Kim Joonho adalah sosok yang ceria, jadi dia dengan cepat memiliki banyak teman setelah kembali. Dia sering pergi bermain tenis di universitas Kota Yurga, dan yang paling akrab adalah mahasiswa dan dosen dari universitas itu sendiri. Kim Joonho bersepeda dengan santai dan tidak sengaja bertabrakan dengan seseorang di pertigaan.

"Matamu melihat ke mana..."

Kim Joonho tersandung dan turun dari sepeda, menatap orang yang datang, "Jung Hajun, apakah itu kamu?"

"Joonho, ada masalah besar," Jung Hajun, yang mengenakan seragam sekolah biru, memegang lengan Kim Joonho, "Aku berencana untuk menelponmu melalui telepon umum."

"Apa yang terjadi?" Kim Joonho bertanya dengan wajah bingung.

Jung Hajun menarik sepeda Kim Joonho dan membawanya ke sudut yang sepi.

"Yoon Miyoung dan Lee Eunji ditangkap oleh polisi, mereka dituduh sebagai anggota Partai Revolusi wilayah bagian selatan.

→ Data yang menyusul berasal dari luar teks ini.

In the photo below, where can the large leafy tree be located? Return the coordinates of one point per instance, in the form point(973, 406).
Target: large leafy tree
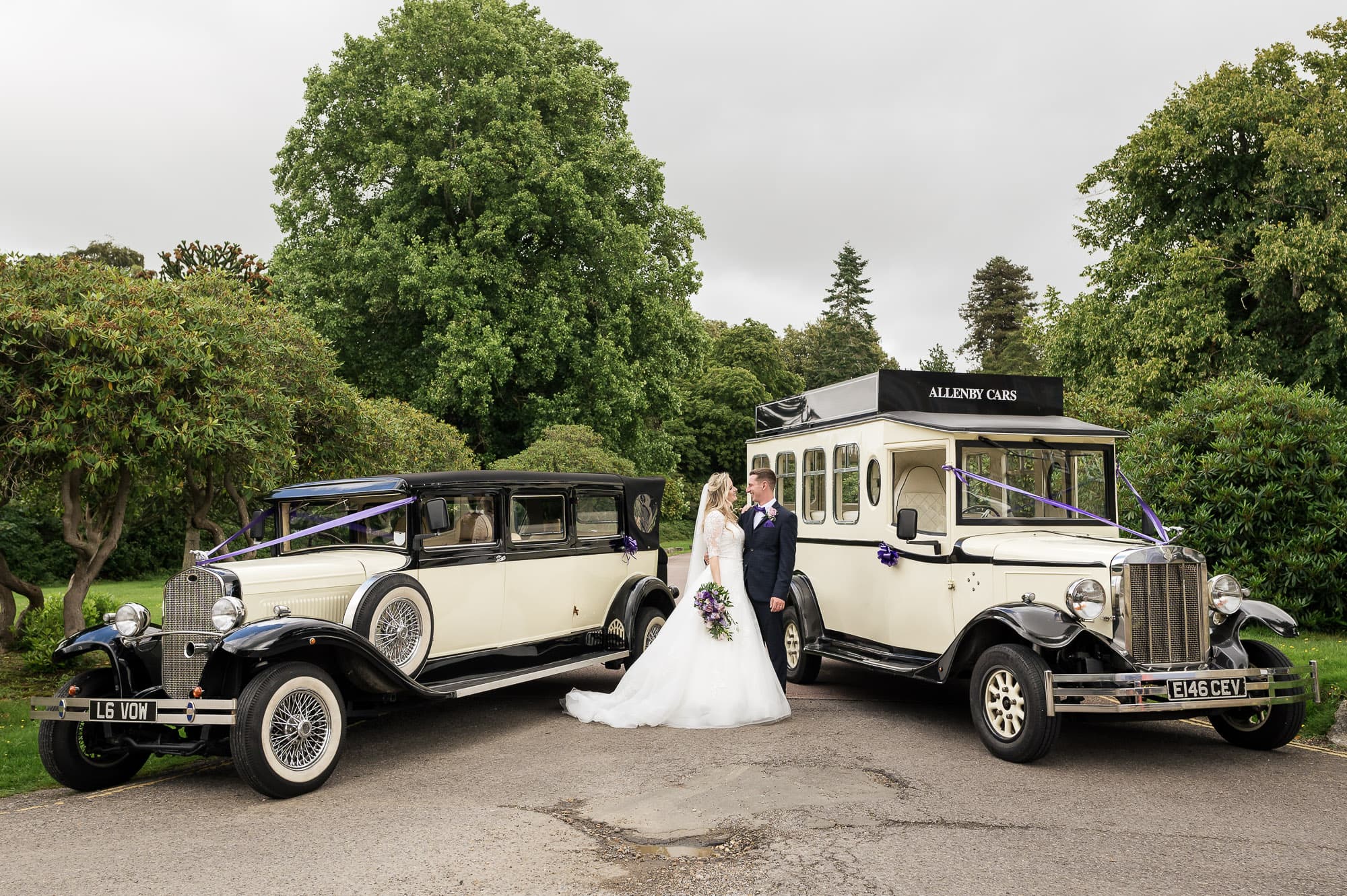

Katanya, banyak materi propaganda dari wilayah selatan ditemukan di asrama mereka, dan mereka bertanggung jawab sebagai kontak untuk kelompok itu..." kata Jung Hajun.

Kim Joonho mengerutkan kening, "Kapan ini terjadi?"

"Pagi tadi," kata Jung Hajun, dengan tatapan khawatir pada Kim Joonho, "Joonho, kakakmu adalah panglima di Kota Yangcheon, hanya kamu yang bisa menyelamatkan mereka. Mereka adalah mahasiswa..."

Yoon Miyoung, Lee Eunji, dan Jung Hajun adalah teman baik Kim Joonho, mereka memiliki latar belakang keluarga yang baik dan terpelajar, mereka sering berbicara tentang situasi politik tanpa rasa takut, dan Kim Joonho tidak pernah berpikir bahwa mereka memiliki latar belakang politik yang mendalam.

Kim Joonho menatap Jung Hajun, dan berdiam diri.

"Kamu jangan menatapku seperti itu, aku tidak tahu apa yang mereka lakukan..." Jung Hajun segera berkata.

Kim Joonho mengerutkan kening.

"Aku akui, aku tahu semuanya. Ketika kami mendaftar untuk Universitas Chungguk, kami mendengar banyak pemikiran maju. Kemudian, kami melakukan perjalanan ke wilayah selatan dan mendengar pidato dari Tuan yang berpikiran maju tersebut. Setelah kuliah dimulai, kami mulai menyebarkan pemikiran Tuan tersebut di Kota Yangcheon..." kata Jung Hajun dengan perlahan sambil menyandarkan tubuhnya di sudut dan menundukkan kepala.